When our team first assembled and began this journey in 2009, we understood that customers require investment solutions with low volatility, and reliable, sustainable returns, expressed in high-uncorrelated alpha. Our goal was to provide transparent investment solutions to our customers, to meet these demands.
We knew that a new technological approach, incorporating latest state-of the art modeling and field-related research, would have to be developed, in order to have a market model, where the reflexive nature of markets and their players could be considered. Because only through this approach would investors finally be able to find peace in their trading decisions and stability in their assets. Let me go into a few thoughts on current approaches in the market, and what makes TwoStone´s approach so unique.
Many, if not most sophisticated investors share one common point of view of the market. There are numerous players who continuously react to rapidly propagating data. While information symmetry is usually quickly attained, “thought patterns” differ, as do reactions amongst players. This leads to complex market patterns, which are perceived as being too difficult to predict.
Reaching a state of equilibrium cannot be achieved under the conjectures above, as the system is in a constant state of information and reaction-driven flux. Some may argue that from a practical perspective, the concept itself is poorly defined, due to pluralism of paradigms among players.
In such a setting, interdependencies between different observables are dynamic, and the concept of “misalignment” becomes vague (apart from when referring to a specific point in time).
Taking into account that each “thought-pattern” can be represented by a well-defined model, the market itself becomes a dynamic, volume-dependent, “superposition” of these models. Another way to look at this system is to imagine it as being a dynamic force field governed by complex physical rules of motion. While the convergence point at each moment can be hypothesized, trading depends on the dynamics of the system, which add to the complexity.
With the nature of stand-alone technical tools being simple and at times even multivariate (as underlying variables may be tricky and rigorous to define), such tools have been abandoned by most experienced practitioners.
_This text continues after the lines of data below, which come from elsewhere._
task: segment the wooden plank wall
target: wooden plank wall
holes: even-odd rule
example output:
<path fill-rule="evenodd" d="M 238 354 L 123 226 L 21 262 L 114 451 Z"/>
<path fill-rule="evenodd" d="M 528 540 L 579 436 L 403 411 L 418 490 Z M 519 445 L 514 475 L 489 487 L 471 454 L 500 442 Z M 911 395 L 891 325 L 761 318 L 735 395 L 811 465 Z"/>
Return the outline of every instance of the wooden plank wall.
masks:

When deployed, comprehensive elements, tools, and models first have to be added, in order to achieve measurable value.
More sophisticated proprietary forecasting tools utilize adaptive, multivariate, non-linear engines. These tools are becoming more widely used by the industry. The ideas and methods are borrowed from a wide array of disciplines, such as pattern recognition, heuristics, and self-learning algorithms, which are all fed with a wide array of observable data. Mathematically, these tools are similar to adaptive, model-switching tools. However, despite their sophistication, the “predictive power” of many of these tools is insufficient in allowing consistent direct translation of forecasts into trading strategies.
Too large for consistent direct application, both magnitude and time-domain errors rapidly increase significance levels. Typically, in high frequency scenarios, errors are small; yet friction kills gains. Lowering the frequency increases exposure to larger model errors, once again attenuating and squelching gains.
Another important fact to acknowledge is that current market volatility is greatly influenced by both psychological factors and technology. Investor expectations, speculation, portfolio stop-losses, derivatives, CDO's, and so on, all lead to technical chain effects.
Despite the sophistication of today's proprietary forecasting tools, predominant trading strategies still fail to yield sustainable returns. We believe that this is due to the very limited and present nature of financial modeling and econometrics.
In order to properly predict trends, it is imperative to develop truly predictive models, which in turn requires a realistic view of financial markets, and a concise interpretation of the emergence of financial time series and their stochastic properties.
Investing should be dull. It shouldn't be exciting. Investing should be more like watching paint dry or watching grass grow. If you want excitement, take $800 and go to Las Vegas. Paul Samuelson, Nobel Memorial Prize in Economic Sciences, 1970
In 2009 we identified the missing component, a reflexive market model, which translates the psychology and self-updating behavior of heterogeneous actors into a logical grid of model structures. This model space is continuously fed and informed by observable data, best describing the human-driven nature of markets.
Based on a dynamic projection into that model space, our forecasting approach proves to be superior and robust, regardless of structural shifts in the market. Modeling stochastic processes as multivariate model structures allows our technological approach to track interdependencies and misalignments between an individual time series.
Characteristic quantitative trading approaches, based on stop, start, and exit prices do not tell the full story, and in our view, will not yield sustainable performance in the long run.
Financial time series may be interpreted as complex stochastic processes with trends. Any financial time series can be forecasted for which the law of large numbers may be justifiably applied. Rather than providing exit, stop, and starting price values, we dynamically calculate price expectations and structural shifts in market prices. We remain ahead of the univariate or technical trend forecasts, by combining our strengths of low volatility and low frequency strategies to meet our customers' demands in having reliable, sustainable returns.
Our approach represents a major milestone in the evolution of trading strategies, and we invite our customers to become part of it.